Last week Wilkie outlined the basics of how veterans would access care under the VA Mission Act, which consolidates all the department's community care programs into one. The criteria, known as access standards, set the measure for wait and drive times that the VA and private providers would need to meet.
Lawmakers are especially sensitive to the VA's success with the Mission Act since the messy and ultimately very expensive implementation of the VA Choice program, authorized by Congress in 2014.

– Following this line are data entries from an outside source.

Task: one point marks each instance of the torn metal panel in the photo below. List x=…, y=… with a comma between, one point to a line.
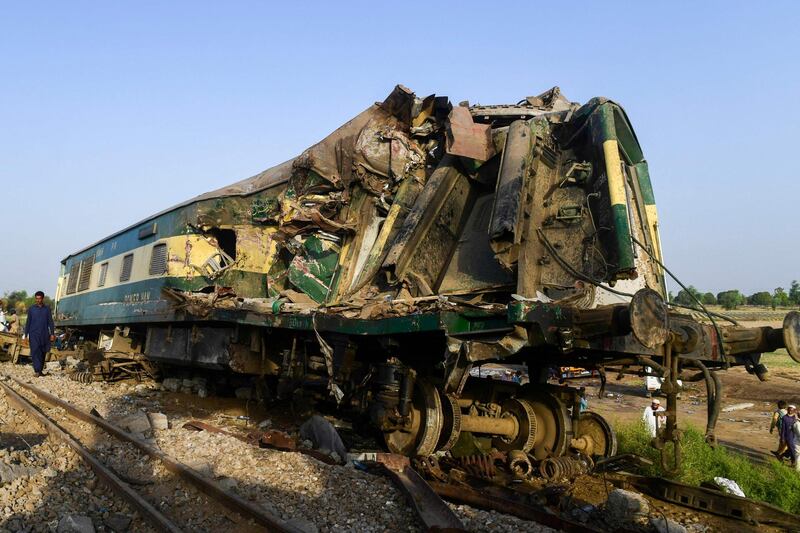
x=466, y=138
x=508, y=200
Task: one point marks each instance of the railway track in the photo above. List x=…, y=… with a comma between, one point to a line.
x=194, y=494
x=191, y=493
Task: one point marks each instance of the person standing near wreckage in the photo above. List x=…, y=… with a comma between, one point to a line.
x=40, y=330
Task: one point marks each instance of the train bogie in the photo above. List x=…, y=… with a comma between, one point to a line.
x=414, y=244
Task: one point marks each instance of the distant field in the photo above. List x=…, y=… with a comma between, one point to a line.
x=752, y=313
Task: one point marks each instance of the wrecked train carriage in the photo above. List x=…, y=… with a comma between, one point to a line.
x=417, y=241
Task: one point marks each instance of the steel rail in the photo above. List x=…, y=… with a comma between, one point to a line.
x=207, y=486
x=429, y=507
x=152, y=515
x=496, y=502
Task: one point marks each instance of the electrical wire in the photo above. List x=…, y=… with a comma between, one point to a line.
x=695, y=298
x=584, y=277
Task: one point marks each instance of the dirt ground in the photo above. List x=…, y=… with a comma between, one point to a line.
x=625, y=399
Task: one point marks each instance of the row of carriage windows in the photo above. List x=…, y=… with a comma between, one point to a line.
x=80, y=273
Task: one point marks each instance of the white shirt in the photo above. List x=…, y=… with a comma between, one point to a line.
x=653, y=422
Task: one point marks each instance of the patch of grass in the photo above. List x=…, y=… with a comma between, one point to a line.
x=774, y=483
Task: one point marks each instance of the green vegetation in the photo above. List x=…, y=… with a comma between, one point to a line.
x=775, y=483
x=731, y=299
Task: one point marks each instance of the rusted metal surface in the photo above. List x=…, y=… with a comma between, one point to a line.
x=279, y=440
x=557, y=468
x=712, y=501
x=495, y=502
x=209, y=487
x=467, y=138
x=791, y=334
x=149, y=513
x=434, y=513
x=482, y=466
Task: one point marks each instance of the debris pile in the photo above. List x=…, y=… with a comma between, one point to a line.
x=365, y=222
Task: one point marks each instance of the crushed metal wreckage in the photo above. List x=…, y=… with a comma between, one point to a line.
x=416, y=242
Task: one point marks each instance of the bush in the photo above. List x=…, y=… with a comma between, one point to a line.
x=775, y=483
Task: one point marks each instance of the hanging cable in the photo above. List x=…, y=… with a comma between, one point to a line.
x=695, y=298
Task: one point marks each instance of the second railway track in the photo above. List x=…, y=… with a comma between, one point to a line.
x=168, y=495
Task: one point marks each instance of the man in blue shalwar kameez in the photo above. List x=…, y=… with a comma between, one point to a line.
x=40, y=331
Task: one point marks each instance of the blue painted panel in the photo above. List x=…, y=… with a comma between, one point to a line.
x=169, y=224
x=130, y=303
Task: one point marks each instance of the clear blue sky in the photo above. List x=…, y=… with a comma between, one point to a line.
x=112, y=111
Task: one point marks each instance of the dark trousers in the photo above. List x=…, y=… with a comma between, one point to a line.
x=38, y=354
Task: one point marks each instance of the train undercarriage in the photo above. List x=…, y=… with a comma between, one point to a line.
x=420, y=391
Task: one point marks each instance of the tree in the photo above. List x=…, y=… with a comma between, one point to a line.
x=794, y=292
x=780, y=298
x=685, y=298
x=730, y=299
x=762, y=298
x=709, y=299
x=15, y=300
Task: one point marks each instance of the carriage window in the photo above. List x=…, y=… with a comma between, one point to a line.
x=86, y=273
x=72, y=284
x=158, y=260
x=127, y=266
x=226, y=240
x=103, y=273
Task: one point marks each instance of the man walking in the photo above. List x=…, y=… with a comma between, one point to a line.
x=40, y=331
x=775, y=423
x=652, y=420
x=788, y=433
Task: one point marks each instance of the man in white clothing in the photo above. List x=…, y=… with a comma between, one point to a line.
x=653, y=421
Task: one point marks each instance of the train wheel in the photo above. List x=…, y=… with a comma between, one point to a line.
x=451, y=422
x=426, y=424
x=523, y=412
x=553, y=425
x=597, y=433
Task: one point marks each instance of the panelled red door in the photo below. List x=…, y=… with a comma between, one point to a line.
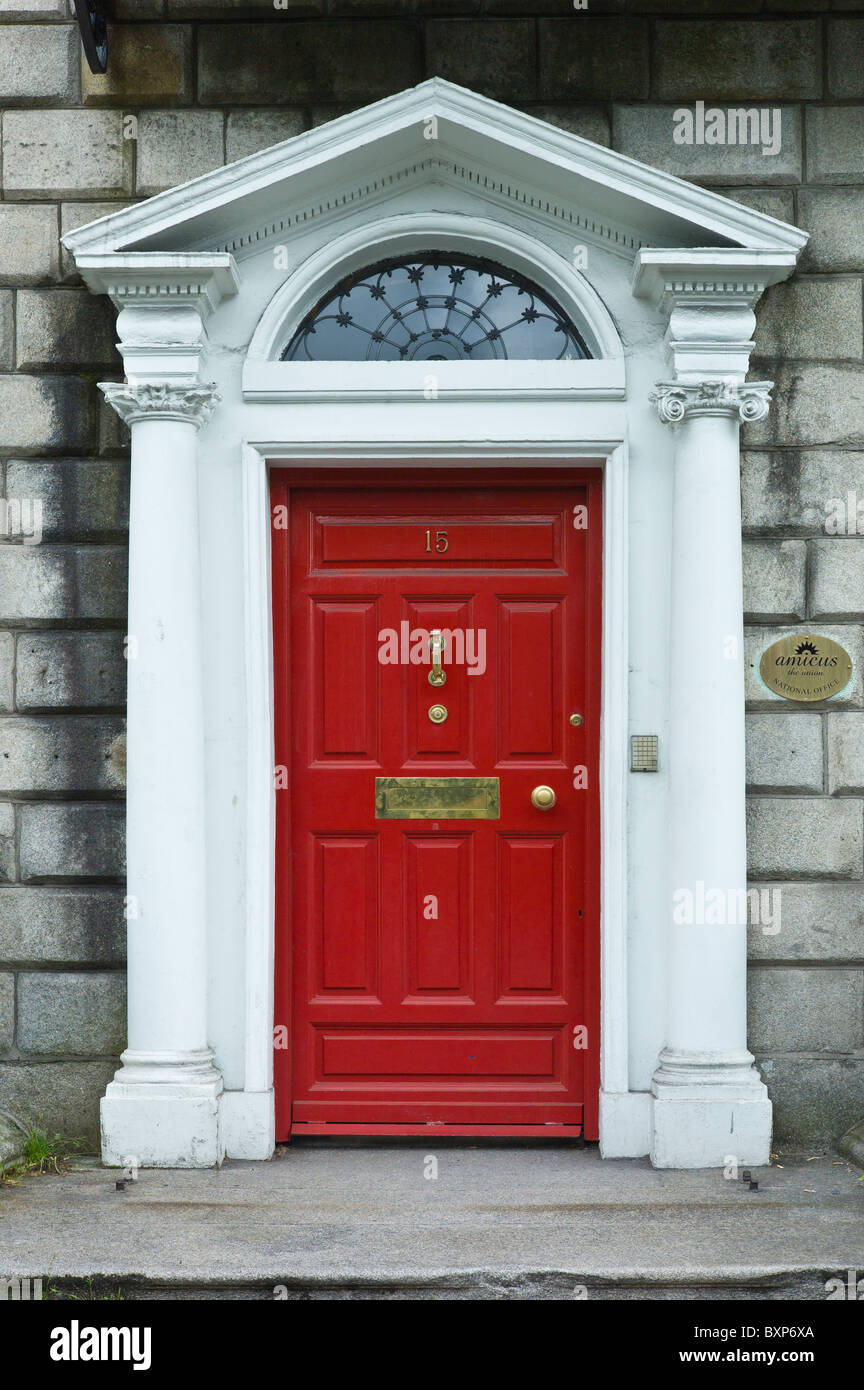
x=438, y=930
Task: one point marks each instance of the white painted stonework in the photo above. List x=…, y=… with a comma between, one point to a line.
x=661, y=277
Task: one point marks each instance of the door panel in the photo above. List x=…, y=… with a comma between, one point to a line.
x=435, y=970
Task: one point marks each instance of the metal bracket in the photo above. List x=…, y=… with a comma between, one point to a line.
x=92, y=24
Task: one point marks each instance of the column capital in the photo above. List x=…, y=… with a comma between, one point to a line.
x=677, y=401
x=190, y=402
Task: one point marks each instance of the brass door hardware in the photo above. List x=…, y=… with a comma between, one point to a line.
x=543, y=798
x=436, y=649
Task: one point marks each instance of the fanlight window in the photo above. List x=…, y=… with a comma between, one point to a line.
x=435, y=307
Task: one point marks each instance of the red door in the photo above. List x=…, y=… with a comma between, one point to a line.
x=438, y=930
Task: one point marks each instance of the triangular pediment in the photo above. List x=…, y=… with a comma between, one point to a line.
x=435, y=132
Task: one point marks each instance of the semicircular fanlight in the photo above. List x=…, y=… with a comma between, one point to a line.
x=435, y=306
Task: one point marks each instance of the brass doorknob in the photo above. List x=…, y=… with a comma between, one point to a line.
x=543, y=798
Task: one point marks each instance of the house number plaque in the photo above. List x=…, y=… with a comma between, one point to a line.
x=806, y=667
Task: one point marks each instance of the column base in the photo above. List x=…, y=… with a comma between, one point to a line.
x=163, y=1111
x=709, y=1109
x=625, y=1123
x=249, y=1123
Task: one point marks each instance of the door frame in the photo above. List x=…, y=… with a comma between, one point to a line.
x=407, y=478
x=621, y=1111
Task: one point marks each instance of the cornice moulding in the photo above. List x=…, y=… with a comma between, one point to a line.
x=481, y=136
x=707, y=275
x=203, y=280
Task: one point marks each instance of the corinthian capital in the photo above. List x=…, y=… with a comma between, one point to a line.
x=678, y=399
x=147, y=401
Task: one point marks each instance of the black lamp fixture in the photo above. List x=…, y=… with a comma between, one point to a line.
x=90, y=15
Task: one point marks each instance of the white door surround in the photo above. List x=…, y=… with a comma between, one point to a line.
x=210, y=281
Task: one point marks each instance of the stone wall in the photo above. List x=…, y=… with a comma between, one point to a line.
x=210, y=82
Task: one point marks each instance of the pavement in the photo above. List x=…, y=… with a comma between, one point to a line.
x=374, y=1222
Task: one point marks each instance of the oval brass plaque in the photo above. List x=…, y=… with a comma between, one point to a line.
x=806, y=666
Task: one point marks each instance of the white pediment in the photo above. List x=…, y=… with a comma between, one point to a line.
x=435, y=132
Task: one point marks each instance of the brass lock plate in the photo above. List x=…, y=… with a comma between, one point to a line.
x=438, y=798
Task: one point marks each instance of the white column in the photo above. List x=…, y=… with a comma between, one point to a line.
x=161, y=1108
x=709, y=1101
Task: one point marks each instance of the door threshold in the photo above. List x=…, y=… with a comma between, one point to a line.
x=432, y=1127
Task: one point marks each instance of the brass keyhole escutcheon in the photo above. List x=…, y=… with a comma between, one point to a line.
x=543, y=798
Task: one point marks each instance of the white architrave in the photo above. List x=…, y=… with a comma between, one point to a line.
x=698, y=264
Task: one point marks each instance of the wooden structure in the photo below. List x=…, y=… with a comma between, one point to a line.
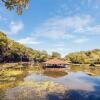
x=55, y=65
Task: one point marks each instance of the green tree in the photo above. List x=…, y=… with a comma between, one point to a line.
x=56, y=55
x=18, y=5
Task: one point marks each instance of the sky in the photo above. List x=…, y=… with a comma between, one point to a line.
x=55, y=25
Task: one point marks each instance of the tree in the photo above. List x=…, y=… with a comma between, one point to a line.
x=56, y=55
x=18, y=5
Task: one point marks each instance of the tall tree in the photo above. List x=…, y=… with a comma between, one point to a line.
x=18, y=5
x=56, y=55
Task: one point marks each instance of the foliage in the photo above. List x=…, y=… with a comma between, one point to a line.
x=87, y=57
x=19, y=5
x=56, y=55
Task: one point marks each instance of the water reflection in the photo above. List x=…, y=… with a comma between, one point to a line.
x=77, y=83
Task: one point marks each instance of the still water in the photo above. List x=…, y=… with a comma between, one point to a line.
x=77, y=83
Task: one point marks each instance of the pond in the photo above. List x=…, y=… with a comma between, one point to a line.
x=76, y=83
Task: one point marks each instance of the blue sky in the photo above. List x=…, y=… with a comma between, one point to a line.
x=55, y=25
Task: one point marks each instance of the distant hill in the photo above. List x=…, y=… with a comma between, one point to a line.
x=11, y=51
x=92, y=56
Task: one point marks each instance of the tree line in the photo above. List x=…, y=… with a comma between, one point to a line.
x=84, y=57
x=11, y=51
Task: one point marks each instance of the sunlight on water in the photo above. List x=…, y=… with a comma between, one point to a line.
x=81, y=81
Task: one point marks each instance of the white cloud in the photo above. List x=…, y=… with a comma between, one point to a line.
x=28, y=41
x=2, y=18
x=63, y=27
x=16, y=27
x=81, y=40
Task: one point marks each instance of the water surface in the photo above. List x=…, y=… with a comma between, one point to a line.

In a bicameral hearing with Wilkie on the VA Mission Act's status in late December, lawmakers expressed frustration that they hadn't seen the department's draft proposals for the access standards that will ultimately shape the community care program.
The VA Mission Act is due to launch June 6, and the access standards need to be published in March, by law. They are subject to a public comment period.
Joining Isakson and Tester on the letter were the chair and ranking member of the House VA Committee, Reps. Mark Takano (D-Calif.) and Phil Roe (R-Tenn.); and chairs and ranking members of the Senate and House Appropriations Subcommittees funding the VA, Sen. John Boozman (R-Ark.), Sen. Brian Schatz (D-Hawaii), Rep. Debbie Wasserman Schultz (D-Fla.), and Rep. John Carter (R-Texas), respectively.